Теперь по поводу того обещания - мол, приеду... Да, да, обещал, но... Человек предполагает и т. д. Пример тому - прогноз погоды.
Впрочем, ругать метеослужбу - все равно что резать ножом манную кашу легко, безрезультатно и немного стыдно. Да, каждое мгновение, поворачивая за угол, ты рискуешь столкнуться с незапланированным фокусом судьбы-индейки. (Птицу эту, кстати сказать, совершив очередное убийство на колоде для колки дров, преподнес мне к Рождеству Ереваныч.) Живешь себе и не знаешь, что в такой-то день и час, купив в "Мелодии" на Новом Арбате пластинку Козина, а в гастрономе напротив - бутылку подсолнечного масла, ты придешь домой и затеешь жарку кабачков под "Осень, прозрачное утро, небо как будто в тумане...". Поставишь сковородку на плиту, пустишь газ - ив комнату, сделать погромче. "Где наша первая встреча, яркая, острая, тайная? Тот летний памятный вечер, милая, словно случайная?.." Собираешься вернуться на кухню, а сладчайший голос зовет:
Не уходи, тебя я умоляю!
Слова любви стократ я повторю.
Пусть осень у дверей, я это твердо знаю,
Но все ж не уходи, тебе я говорю.
И ты медлишь, а оказавшись, наконец, у плиты, рассеянно зажигаешь спичку. Трра-х!

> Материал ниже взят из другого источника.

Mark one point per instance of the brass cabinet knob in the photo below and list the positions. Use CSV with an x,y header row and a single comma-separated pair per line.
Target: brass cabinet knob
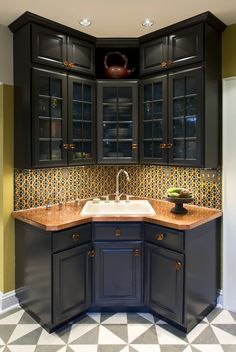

Роль подсолнечного масла как инструмента судьбы уже описана в мировой литературе. Поэтому негоже мне отводить много места иллюстрациям побитой молью истины о своевольности фортуны.
Так вот, вопреки обещанию, в Москву до весны не вернусь - заручился на то разрешением начальства, данным мне не бесплатно, а в обмен на обещание написать "совместную" с ним, начальством, статью в сборник трудов нашей конторы. По этому поводу предлагаю тебе навестить меня в моей берлоге и сделать это не откладывая.
К тому времени, когда ты получишь это письмо, каникулы подойдут к концу, и мои домочадцы схлынут. Вновь воцарится покой, располагающий к неторопливым беседам, безмолвному глазению на угли в печи, хрустким прогулкам "при дружеском молчании луны".
Жду.
А пока несколько слов по поводу полученных от тебя глав.
После справедливых упреков в слабостях сюжетной пружины, вялости повествования, содержавшихся в последнем твоем письме, я с нетерпением ожидал бурного развития событий, стрельбы, погонь и леденящих кровь тайн. Но что же я нашел? Очередной аппендикс о Генрихе VIII, ни на шаг не продвинувший сюжет, и диалог Болта с Иоскегой, призванный, по-видимому, показать жестокость и вероломство первого и покорность и трусость второго. Фигуры весьма плоские. Не очень помогают и усилия Авсея Года придать своими замечаниями некоторую глубину образу Генриха. А уж Цесариум Болт просто подл до омерзения, как сам Год худ до изумления. Но не должен ли тиран вырасти в фигуру трагическую, с душою, раздираемой "дуэндо"? (Это испанское слово, означающее в приблизительном переводе борьбу Бога и дьявола, я услышал от известного актера, игравшего сталкера в одноименном фильме, а он, в свою очередь, прочел его где-то у Лорки. Место действия - провинциальный кабачок, где собрались знатоки канто хонде - народного пения. Среди них торговец быками для нужд корриды, проститутка, известная тем, что когда-то отказала Ротшильду, сам Лорка и человек без определенных занятий, веселый и грязный уроженец Кадиса - испанской Одессы. На возвышении - женщина с миловидным лицом и аккуратно подколотыми волосами. Она заканчивает пение и ждет оценки. "Очень мило,- говорит кадисец,- сеньорита - настоящая француженка!" Это чудовищное оскорбление для исполнителя канто хонде. Певица срывает заколку, черные блестящие волосы закрывают лицо. Она резким движением отбрасывает их назад и поет. Не звуки - кровь льется из горла. Смерть и страсть выходят с ее хрипом. Она умолкает. И тогда, после долгой паузы, торговец быками откладывает в сторону тонкую едкую сигару и говорит весомо и окончательно: "Здесь есть дуэндо".) Между тем. надо сказать, что политическая жизнь многострадального Леха понемногу проясняется. Сольники, как я понял,сторонники более открытого общества, связей с солнечной системой, исторической родиной. Течение улиток, очевидно, защищает национальную самобытность лехиян, но в рьяности своей доводит ее до герметизма. Однако как могло случиться, что кровавые дела Болта не вызвали мгновенной реакции? Какие-то сведения, безусловно, просачивались в Систему. Неужто все утонуло в безмятежном счастье и всеобщем неостановимом прогрессе? В таком случае, не только на Лехе нелады. Коли души землян не уязвлены страданиями жертв Цесариума, подгнило что-то в тамошнем королевстве.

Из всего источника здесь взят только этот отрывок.